Die Erfassung dieses gewaltigen Raumes ist ein hinsichtlich der Materialfülle gewagtes, gleichwohl thematisch gut zu rechtfertigendes Unterfangen, lassen sich auf diese Weise doch Besonderheiten und Parallelen verdeutlichen, die ansonsten in der meist vorherrschenden Fokussierung auf eine ethnische Gruppe oder ein heutiges Staatsterritorium vernachlässigt werden.

Mit Florin Curta, der früher am Vasile Pârvan-Institut für Archäologie der Rumänischen Akademie der Wissenschaften tätig war, und heute die Stellung eines "Associate Professor" für "Medieval History and Archaeology" an der University of Florida innehat, nahm sich ein für diesen Raum bestens ausgewiesener Spezialist dieses Themas an.

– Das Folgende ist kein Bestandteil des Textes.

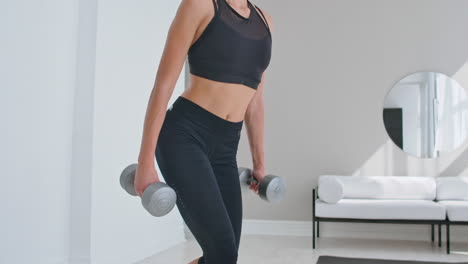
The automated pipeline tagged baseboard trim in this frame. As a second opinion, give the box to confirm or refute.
[242,219,468,242]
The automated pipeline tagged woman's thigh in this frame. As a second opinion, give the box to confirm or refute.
[156,116,237,254]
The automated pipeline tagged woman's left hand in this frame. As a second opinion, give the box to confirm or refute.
[249,169,265,194]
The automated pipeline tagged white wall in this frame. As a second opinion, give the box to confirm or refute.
[0,0,188,264]
[238,0,468,240]
[0,0,77,264]
[87,0,184,264]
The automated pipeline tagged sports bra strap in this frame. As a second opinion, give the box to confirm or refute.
[254,4,270,30]
[213,0,219,14]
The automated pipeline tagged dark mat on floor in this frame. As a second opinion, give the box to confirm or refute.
[317,255,468,264]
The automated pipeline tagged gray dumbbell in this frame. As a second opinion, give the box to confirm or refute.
[238,167,286,202]
[120,164,177,216]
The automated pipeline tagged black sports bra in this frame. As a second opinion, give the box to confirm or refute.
[188,0,272,89]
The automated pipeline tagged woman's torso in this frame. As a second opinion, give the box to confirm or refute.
[181,0,271,122]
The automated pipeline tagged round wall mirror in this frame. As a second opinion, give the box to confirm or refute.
[383,72,468,158]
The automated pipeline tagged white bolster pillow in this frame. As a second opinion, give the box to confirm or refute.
[318,175,344,204]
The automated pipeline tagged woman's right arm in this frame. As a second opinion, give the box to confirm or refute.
[134,0,211,196]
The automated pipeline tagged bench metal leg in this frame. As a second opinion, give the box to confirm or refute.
[317,220,320,237]
[431,224,434,242]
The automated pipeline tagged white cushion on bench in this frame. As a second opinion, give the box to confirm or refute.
[318,175,436,201]
[436,176,468,201]
[315,199,445,220]
[438,201,468,221]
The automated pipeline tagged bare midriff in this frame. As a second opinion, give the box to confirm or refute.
[181,74,256,122]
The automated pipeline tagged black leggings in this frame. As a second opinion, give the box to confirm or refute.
[155,96,243,264]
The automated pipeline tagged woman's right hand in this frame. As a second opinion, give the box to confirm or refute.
[133,164,159,196]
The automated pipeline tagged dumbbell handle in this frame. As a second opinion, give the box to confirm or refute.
[247,173,258,185]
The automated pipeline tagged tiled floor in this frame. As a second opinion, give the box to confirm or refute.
[137,235,468,264]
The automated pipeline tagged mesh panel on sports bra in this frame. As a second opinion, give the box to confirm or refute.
[216,0,269,39]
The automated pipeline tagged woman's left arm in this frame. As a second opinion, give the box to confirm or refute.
[244,10,274,193]
[244,72,265,191]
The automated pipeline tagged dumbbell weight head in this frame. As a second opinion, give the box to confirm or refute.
[141,182,177,216]
[258,175,286,203]
[120,164,177,216]
[120,163,138,196]
[238,167,286,202]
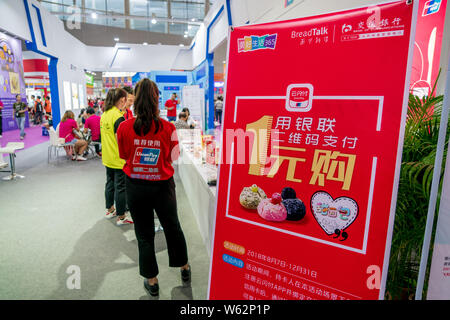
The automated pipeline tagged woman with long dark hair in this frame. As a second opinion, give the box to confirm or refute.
[117,79,191,296]
[100,89,133,226]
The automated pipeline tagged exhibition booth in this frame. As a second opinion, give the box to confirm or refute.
[0,0,450,300]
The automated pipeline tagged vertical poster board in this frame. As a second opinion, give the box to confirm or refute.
[63,81,72,110]
[208,1,418,300]
[411,0,447,96]
[78,84,86,109]
[72,82,80,110]
[0,32,28,131]
[182,85,205,129]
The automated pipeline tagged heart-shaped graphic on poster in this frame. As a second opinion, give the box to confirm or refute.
[311,191,358,235]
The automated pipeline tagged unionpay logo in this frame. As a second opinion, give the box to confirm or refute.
[133,147,161,166]
[238,33,278,52]
[286,83,314,112]
[342,23,353,33]
[422,0,442,17]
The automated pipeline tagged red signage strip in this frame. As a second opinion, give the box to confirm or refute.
[209,1,418,300]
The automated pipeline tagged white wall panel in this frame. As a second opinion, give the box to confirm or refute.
[208,9,228,53]
[0,0,31,41]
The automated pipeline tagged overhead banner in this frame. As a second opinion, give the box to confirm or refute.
[208,1,417,300]
[411,0,447,96]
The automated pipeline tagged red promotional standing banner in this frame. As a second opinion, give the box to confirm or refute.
[411,0,447,96]
[209,1,417,300]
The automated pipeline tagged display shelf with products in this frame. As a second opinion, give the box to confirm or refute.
[175,130,219,255]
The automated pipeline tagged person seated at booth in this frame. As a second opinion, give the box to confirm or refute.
[84,108,102,157]
[44,96,52,119]
[77,108,87,128]
[174,112,191,129]
[59,110,88,161]
[181,108,195,129]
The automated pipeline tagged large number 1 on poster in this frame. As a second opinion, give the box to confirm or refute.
[245,116,273,176]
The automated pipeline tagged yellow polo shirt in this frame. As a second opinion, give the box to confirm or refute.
[100,107,125,169]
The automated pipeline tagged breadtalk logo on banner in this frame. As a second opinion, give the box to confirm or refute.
[238,33,278,52]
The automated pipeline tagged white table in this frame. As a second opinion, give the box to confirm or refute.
[0,142,25,180]
[175,146,216,256]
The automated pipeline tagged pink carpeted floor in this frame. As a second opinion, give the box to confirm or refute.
[0,126,49,152]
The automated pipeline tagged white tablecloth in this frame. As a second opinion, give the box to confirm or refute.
[175,147,216,256]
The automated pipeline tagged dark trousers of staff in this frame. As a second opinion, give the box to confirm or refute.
[126,177,188,279]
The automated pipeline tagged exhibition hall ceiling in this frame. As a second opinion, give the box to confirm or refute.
[38,0,214,46]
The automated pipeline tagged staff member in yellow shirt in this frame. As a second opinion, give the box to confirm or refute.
[100,88,133,226]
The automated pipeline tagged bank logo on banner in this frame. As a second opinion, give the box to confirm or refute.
[286,84,314,112]
[422,0,442,17]
[238,33,277,52]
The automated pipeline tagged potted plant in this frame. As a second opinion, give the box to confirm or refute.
[386,74,449,300]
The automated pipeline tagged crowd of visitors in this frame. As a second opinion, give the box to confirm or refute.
[0,83,191,296]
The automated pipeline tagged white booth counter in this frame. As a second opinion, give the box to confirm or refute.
[175,136,217,256]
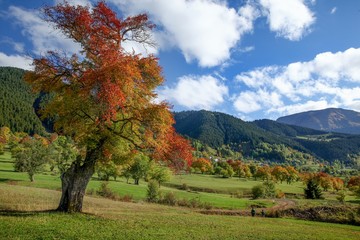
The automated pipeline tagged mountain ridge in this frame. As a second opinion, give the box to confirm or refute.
[276,108,360,134]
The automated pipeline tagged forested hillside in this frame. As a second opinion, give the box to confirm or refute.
[0,67,360,164]
[0,67,44,134]
[175,110,360,163]
[276,108,360,134]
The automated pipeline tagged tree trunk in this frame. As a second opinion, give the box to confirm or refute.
[57,141,103,212]
[29,173,35,182]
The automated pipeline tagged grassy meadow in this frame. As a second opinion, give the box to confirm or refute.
[0,153,360,240]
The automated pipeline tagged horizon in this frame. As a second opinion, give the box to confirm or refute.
[0,0,360,121]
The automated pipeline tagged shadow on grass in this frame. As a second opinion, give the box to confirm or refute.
[0,209,96,217]
[0,169,15,172]
[0,209,60,217]
[0,158,14,163]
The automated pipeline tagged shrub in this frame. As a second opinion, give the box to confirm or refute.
[275,189,285,198]
[119,194,134,202]
[161,192,177,206]
[146,180,160,202]
[96,182,116,199]
[263,180,276,198]
[304,179,322,199]
[180,183,189,191]
[251,185,265,199]
[336,191,346,203]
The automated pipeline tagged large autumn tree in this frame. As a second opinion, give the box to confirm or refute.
[26,2,193,212]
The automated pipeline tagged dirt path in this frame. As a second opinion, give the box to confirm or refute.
[199,199,295,216]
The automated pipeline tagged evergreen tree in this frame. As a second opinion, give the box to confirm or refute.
[304,179,322,199]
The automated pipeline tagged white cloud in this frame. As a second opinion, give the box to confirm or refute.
[269,99,339,115]
[159,75,228,110]
[111,0,258,67]
[54,0,92,7]
[8,6,80,54]
[233,48,360,114]
[0,52,33,70]
[0,37,24,53]
[259,0,316,41]
[330,7,337,14]
[234,89,283,113]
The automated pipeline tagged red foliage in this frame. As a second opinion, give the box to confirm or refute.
[154,129,194,172]
[347,176,360,188]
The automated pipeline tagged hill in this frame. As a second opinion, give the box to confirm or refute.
[276,108,360,134]
[0,67,360,165]
[0,67,45,134]
[175,110,360,163]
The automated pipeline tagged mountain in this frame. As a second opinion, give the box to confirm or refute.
[174,110,360,162]
[0,67,360,165]
[276,108,360,134]
[0,67,45,134]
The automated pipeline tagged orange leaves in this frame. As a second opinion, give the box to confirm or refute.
[97,79,125,121]
[154,128,193,172]
[26,1,192,170]
[191,158,212,173]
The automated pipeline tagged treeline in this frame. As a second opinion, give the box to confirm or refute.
[0,67,45,135]
[175,110,360,166]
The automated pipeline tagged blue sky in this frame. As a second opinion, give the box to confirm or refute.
[0,0,360,120]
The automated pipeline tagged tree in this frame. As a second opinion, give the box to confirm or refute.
[13,139,49,182]
[25,2,191,212]
[149,164,171,188]
[129,154,150,185]
[251,184,265,199]
[191,158,212,174]
[271,166,289,183]
[304,178,322,199]
[49,135,80,174]
[263,180,276,198]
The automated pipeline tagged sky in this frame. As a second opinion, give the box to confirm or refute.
[0,0,360,121]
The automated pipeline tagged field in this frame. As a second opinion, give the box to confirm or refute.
[0,153,360,239]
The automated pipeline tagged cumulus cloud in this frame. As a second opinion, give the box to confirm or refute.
[0,52,32,70]
[8,6,80,54]
[111,0,258,67]
[54,0,92,7]
[159,75,228,110]
[234,48,360,114]
[259,0,316,41]
[269,99,339,115]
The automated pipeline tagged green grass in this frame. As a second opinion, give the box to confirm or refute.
[0,184,360,240]
[0,153,273,209]
[169,174,304,194]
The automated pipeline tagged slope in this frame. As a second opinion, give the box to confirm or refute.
[277,108,360,134]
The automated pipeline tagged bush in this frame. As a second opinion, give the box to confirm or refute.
[275,189,285,198]
[180,183,189,191]
[96,182,116,199]
[160,192,177,206]
[119,195,134,202]
[251,185,265,199]
[263,180,276,198]
[146,180,160,202]
[304,179,322,199]
[336,191,346,203]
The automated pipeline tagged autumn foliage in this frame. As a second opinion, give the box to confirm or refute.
[25,1,191,211]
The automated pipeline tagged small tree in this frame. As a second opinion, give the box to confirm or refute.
[149,164,172,188]
[263,180,276,198]
[129,154,150,185]
[336,191,346,203]
[304,179,322,199]
[13,139,49,182]
[147,180,160,202]
[251,184,265,199]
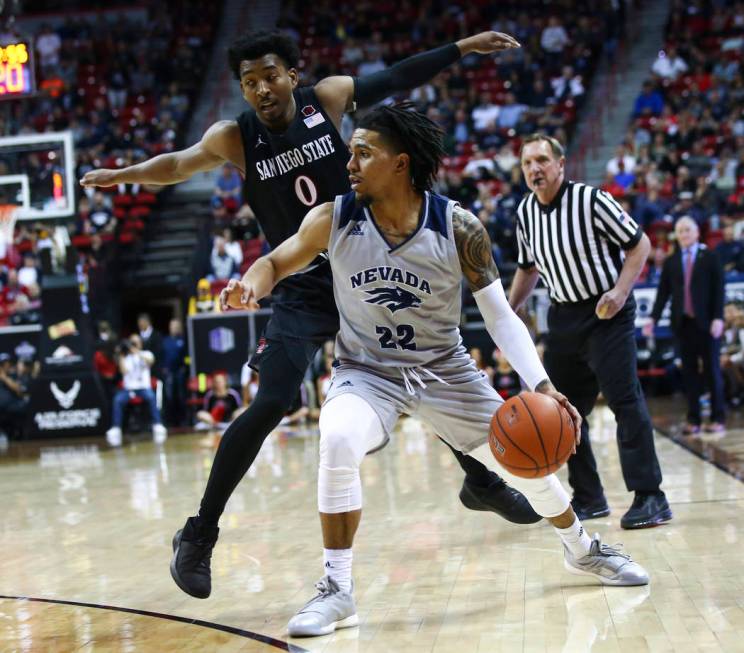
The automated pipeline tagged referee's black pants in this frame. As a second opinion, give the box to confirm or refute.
[545,295,661,505]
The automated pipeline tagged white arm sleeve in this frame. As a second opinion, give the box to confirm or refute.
[473,279,548,390]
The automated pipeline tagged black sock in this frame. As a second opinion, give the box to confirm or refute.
[198,341,305,526]
[439,438,496,487]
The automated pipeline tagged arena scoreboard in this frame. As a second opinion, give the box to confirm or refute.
[0,40,36,100]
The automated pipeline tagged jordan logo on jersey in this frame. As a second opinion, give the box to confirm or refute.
[302,104,325,129]
[364,286,421,313]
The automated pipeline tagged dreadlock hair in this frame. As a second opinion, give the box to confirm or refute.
[356,102,446,193]
[227,29,300,80]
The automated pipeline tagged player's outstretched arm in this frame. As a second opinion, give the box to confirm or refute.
[80,120,245,187]
[315,31,521,121]
[220,202,333,310]
[452,206,581,432]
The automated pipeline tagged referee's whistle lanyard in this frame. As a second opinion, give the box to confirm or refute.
[399,367,449,395]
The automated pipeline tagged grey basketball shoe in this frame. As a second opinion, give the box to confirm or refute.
[287,576,359,637]
[563,533,648,585]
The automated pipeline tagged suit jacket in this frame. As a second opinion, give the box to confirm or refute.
[651,244,724,331]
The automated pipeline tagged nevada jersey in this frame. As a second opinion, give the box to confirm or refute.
[237,87,349,339]
[328,192,466,371]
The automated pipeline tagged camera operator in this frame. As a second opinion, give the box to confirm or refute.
[0,352,28,441]
[106,334,168,447]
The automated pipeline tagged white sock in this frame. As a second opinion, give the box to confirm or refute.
[323,549,352,592]
[553,517,592,558]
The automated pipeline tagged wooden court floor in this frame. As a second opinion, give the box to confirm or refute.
[0,400,744,653]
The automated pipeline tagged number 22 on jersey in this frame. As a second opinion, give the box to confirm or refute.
[375,324,416,351]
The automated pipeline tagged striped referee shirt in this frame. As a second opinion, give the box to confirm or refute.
[517,181,643,303]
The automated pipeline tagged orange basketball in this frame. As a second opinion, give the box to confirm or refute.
[488,392,574,478]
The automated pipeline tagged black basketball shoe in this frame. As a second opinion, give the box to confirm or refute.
[171,517,220,599]
[460,472,542,524]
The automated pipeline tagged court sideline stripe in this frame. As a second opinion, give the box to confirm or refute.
[654,426,744,483]
[0,594,310,653]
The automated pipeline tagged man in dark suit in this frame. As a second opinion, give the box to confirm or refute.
[137,313,163,377]
[643,216,725,435]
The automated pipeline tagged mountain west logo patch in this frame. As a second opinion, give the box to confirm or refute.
[364,286,421,313]
[49,380,80,410]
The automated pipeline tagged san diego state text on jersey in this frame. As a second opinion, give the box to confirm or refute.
[256,134,336,181]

Die einzelnen Kapitel folgen einer chronologischen Ordnung, während sich die Unterkapitel auf Teilregionen konzentrieren.

Das erste, das 6. Jahrhundert umfassende Kapitel greift die häufig diskutierte Frage nach Kontinuität oder Neubeginn zwischen Spätantike und Frühmittelalter auf. Dabei wird zu verschiedenen Themenbereichen ein kurzer Abriss der zentralen Entwicklungslinien gegeben. Hierzu zählen beispielsweise die baulichen Veränderungen vieler städtischer Zentren im 6. Jh. ebenso wie das Verschwinden der villae rusticae, die Übernahme administrativer Aufgaben durch den Klerus oder die politischen und sozialen Veränderungen durch die Plünderungszüge der einfallenden Völkerschaften. Erst um 620 sieht Curta eine endgültige Aufgabe der Donaugrenze.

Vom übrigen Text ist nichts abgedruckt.